Елена остановилась рядом с кропильницей и попыталась петь вместе с остальными. Но она так устала от бега и так была оглушена ладаном, что губы ее шевелились беззвучно. Едва она вошла, как увидела резчика и его мать. Чтобы не смешиваться с толпой, они держались у стены. Юноша пел, плечи его не двигались, глаза вперены в алтарь. Мать, скрестив руки под шалью, со зрачками, расширенными от экстатического обожания, следовала каждому движению его губ, как будто только в это мгновение она понимала слова гимна. Оба были настолько захвачены пением, что даже не заметили, как хор замолк, и несколько секунд только два их одиноких голоса звенели в церкви. Елена с удивлением услышала его голос, который, отражаясь от церковных стен, звучал так, словно исходил из органа.
Внезапно она почувствовала напор толпы, которая с окончанием мессы стала давиться к кропильнице. В какой-то миг она еще раз увидела старуху и поймала на себе ее взгляд, быстрый и угрожающий, но вскоре та исчезла вместе с сыном в гуще людей. Церковь опустела, народ растекался по тропинкам. Лошади удалялись легкой рысью. На солнце, стоявшее уже высоко, надвигалась черная громада тучи, лучи били в эту грозовую тьму и, преломляясь в ней, падали на дно долины. Собирался дождь, и Елена ускорила шаг. Без труда, почти не задумываясь, она нашла обратную дорогу. Едва она подошла к калитке, как сумрачно мерцающий воздух понесся над землей порывом ветра, и вихрями взметнулась взвесь пыли и воды. И ударил ливень, слепящий и яростный.

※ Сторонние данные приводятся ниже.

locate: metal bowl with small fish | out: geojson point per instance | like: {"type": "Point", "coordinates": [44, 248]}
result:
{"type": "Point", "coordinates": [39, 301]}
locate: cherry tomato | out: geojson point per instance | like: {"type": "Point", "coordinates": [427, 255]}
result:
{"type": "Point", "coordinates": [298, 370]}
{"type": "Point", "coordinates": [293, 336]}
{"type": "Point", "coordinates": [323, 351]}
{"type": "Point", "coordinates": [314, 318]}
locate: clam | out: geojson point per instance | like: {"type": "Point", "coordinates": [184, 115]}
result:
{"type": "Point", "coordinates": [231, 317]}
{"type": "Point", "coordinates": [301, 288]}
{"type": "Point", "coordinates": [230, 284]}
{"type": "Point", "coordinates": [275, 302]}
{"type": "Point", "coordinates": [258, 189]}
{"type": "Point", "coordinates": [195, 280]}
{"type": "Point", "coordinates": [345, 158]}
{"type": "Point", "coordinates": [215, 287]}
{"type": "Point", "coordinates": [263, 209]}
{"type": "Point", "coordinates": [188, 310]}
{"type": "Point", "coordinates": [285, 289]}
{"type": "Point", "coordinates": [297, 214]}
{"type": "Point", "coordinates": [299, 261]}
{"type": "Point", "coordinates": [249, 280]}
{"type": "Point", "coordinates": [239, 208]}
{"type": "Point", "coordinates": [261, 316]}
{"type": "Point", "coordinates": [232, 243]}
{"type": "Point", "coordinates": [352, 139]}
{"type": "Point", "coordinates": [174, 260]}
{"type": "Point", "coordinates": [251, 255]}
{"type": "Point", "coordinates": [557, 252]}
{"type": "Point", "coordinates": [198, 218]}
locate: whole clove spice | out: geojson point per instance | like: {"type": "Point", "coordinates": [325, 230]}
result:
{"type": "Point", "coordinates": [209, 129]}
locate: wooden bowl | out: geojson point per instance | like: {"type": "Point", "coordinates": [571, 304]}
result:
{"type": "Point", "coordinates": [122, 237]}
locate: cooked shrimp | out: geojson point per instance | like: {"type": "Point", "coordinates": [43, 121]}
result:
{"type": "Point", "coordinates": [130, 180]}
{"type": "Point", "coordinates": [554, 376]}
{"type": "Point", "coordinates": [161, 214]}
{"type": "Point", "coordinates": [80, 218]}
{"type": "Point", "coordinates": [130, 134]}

Несколько дней Елена не видела своих соседей. Часто слышала голос старухи, что-то громко говорящий или зовущий сына с глухой монотонной интонацией. На самом деле как раз эти двое, словно по тайному сговору, избегали встречи с ней. У Елены создалось ощущение, что мать и сын очертили себя магическим кругом, который ей запрещено было переступать. И она оставалась за этой линией, зачарованная и запуганная. Но вместо того чтобы обрести мир, которого она ждала от деревни, Елена, как сомнамбула, шаталась по комнатам, терзаемая неясными страстями. Временами ее брала легкая дремота, от которой она пробуждалась, вздрагивая, оцепеневшая и ошеломленная, точно оказывалась вдруг в совершенно незнакомом месте.
После одного из таких резких пробуждений посреди дня Елена с изумлением обнаружила себя в потоке отраженного от реки света, хлещущего по стенам широкими переливающимися волнами. Казалось, ее, глухую и пьяную, принесло волной к далекому берегу, и только через несколько секунд она заметила Джузеппе. Он стоял перед ней на коленях, и его глаза, затуманенные каким-то детским обожанием, улыбались.
Елена вскочила в испуге.
— Это я, — пробормотал он.
Ее лицо стало бледнеть, по коже пробежал огонь, и обжигающий поток крови хлынул в грудь. Робкими и жадными руками он коснулся ее волос, и они на мгновение блеснули, тронутые светом. Потом он обхватил ее бедра и молча прижался губами к ее бесплодному животу.
Свадьба была назначена на Рождество. Как раз к этому времени кончался ее траур. В дни, что предшествовали свадьбе, они словно по взаимному молчаливому соглашению не говорили о матери. Та почти не выходила из дома и избегала Елены. Если им случалось столкнуться, старуха поспешно отворачивала перекошенное землистое лицо. Но однажды утром, в отсутствие Джузеппе, Елена услышала хриплый, нечеловеческий стон, исходящий из закрытой комнаты. Преодолевая сильное отвращение, она вошла и увидела в углу комнаты старуху: та стояла на коленях, упершись лбом в стену. Тело, закутанное в черную одежду, ей еще с усилием удавалось удержать неподвижным, но мышцы под кожей ходили ходуном, а внутри все было скручено рыданием. Старуха протягивала руки к стене и скребла по ней пальцами, словно искала опору, за которую можно ухватиться.
— Синьора… — пробормотала Елена в изумлении.
Но та не обернулась и не ответила, а с еще большим исступлением продолжала свои то ли проклятия, то ли мольбы.
— У меня украли его, моего ребеночка, — услышала Елена, — единственного ребеночка, сыночка…
На морщинистой блеклой шее вены вздувались так, что, казалось, еще немного, и они лопнут, а старуха побелеет и упадет замертво. С чувством мучительного стыда Елена вышла из комнаты. Непрестанные жалобы и брань старухи преследовали ее, она была напугана, будто бешеная собака гналась за ней по пятам.